Evliyâ-i Kirâm’dan Hanefi mezhebine tabi olanlar ve onların Ebû Hanife hakkında söyledikleri sözler hakkında bilgi verir misiniz?

SORU: Evliyâ-i Kirâm’dan Hanefi mezhebine tabi olanlar ve onların Ebû Hanife hakkında söyledikleri sözler hakkında bilgi verir misiniz?

CEVAP:

Evliyâ-i[1] kiramdan müşahede meydanında at oynatan ve mücâhede[2] de sebat ile vasıflanan İbrahim b. Edhem,[3] Şakîk Belhî,[4] Marûf Kerhî,[5] Ebû Yezîd Bistâmî,[6] Fudayl b. İyâz,[7] Davud Tâî,[8] Ebû Hâmid el-Leffâf,[9] Halef b. Eyyûb,[10] Abdullah b. Mübârek,[11] Vekî’ b. Cerrâh,[12] Ebû Bekir Varrâk[13] ve bunların haricinde diğer pek çok zevat Ebû Hanife’nin mezhebine tabi olmuşlardır…

Bu zevat Ebû Hanife’de bir şüphe bulsalar ona tabi olmazlar, ona uymazlar ve ona muvafık olmazlar/tasdik etmezlerdi…

Üstad Ebû’l-Kâsım el-Kuşeyrî,[14] mezhebinde -Şafii mezhebinden idi- son derece salâbetli/sıkı sıkıya bağlı ve bu tarikatta da ileri gelenlerden olduğu halde, risalesinde şunları söylemiştir: Üstad Ebû Ali ed-Dekkâk’ı şöyle derken işittim; “Ben bu tarikatı Ebû’l-Kâsım en-Nasr Bâzî’den[15] aldım. Ebû’l-Kâsım da, “Ben onu Şiblî’den[16] aldım” dedi. O da, Sırrî Sakatî’den,[17] o da Marûf Kerhî’den, o da Davud Tâî’den almış. Davud da ilim ve tarikatı Ebû Hanife’den almış.” Bütün bu zevat onu medih ve senâda bulunmuş, faziletini ikrar etmişlerdir…

Ebû Hanife bu meydanın süvarisidir. Çünkü hakikat ilminin temeli, ilim amel ve nefsin tasfiyesidir ki, Ebû Hanife’yi bunlarla bilumum selef uleması vasıflandırmışlardır…

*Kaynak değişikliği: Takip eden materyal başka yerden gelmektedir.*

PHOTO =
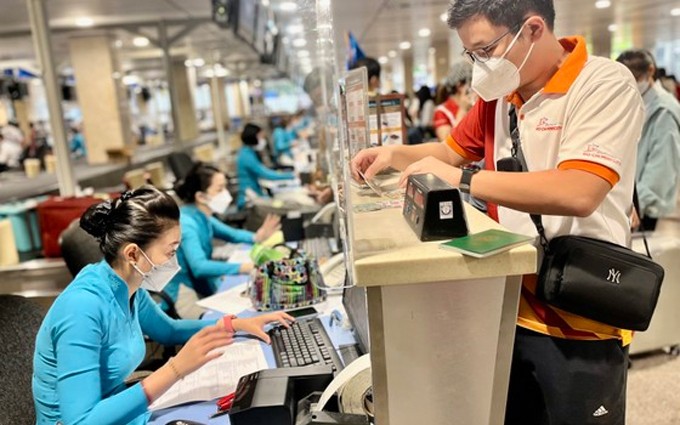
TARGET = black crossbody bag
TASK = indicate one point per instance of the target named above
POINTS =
(595, 279)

Onun hakkında İmam Ahmed b. Hanbel; “Ebû Hanife ilim verâ, zühd ve ahireti tercih hususlarında kimsenin erişemeyeceği bir mevkide idi. Kâdılığı kabul etmesi için kamçılarla dövüldü de fakat kabul etmedi” demiştir…

Abdullah b. Mübârek; “Uyulmaya Ebû Hanife’den daha lâyık kimse yoktur. Zira o, takva ehli, nezih, verâ sahibi, âlim, fakih bir imam idi. İlmi öyle açıklamıştır ki, onu hiç bir kimse bu derece basiret, anlayış, zekâ ve takva ile açıklayamamıştır” demiştir.

Sevrî’ye birisi; “Ebû Hanife’nin yanından mı geldin?” diye sormuş, o da; “gerçekten yeryüzünün en âbid kişisinin yanından geldim” cevabını vermiş. İbn-i Hacer ve diğer mutemed ulemanın bu ve benzeri naklettikleri misaller çoktur.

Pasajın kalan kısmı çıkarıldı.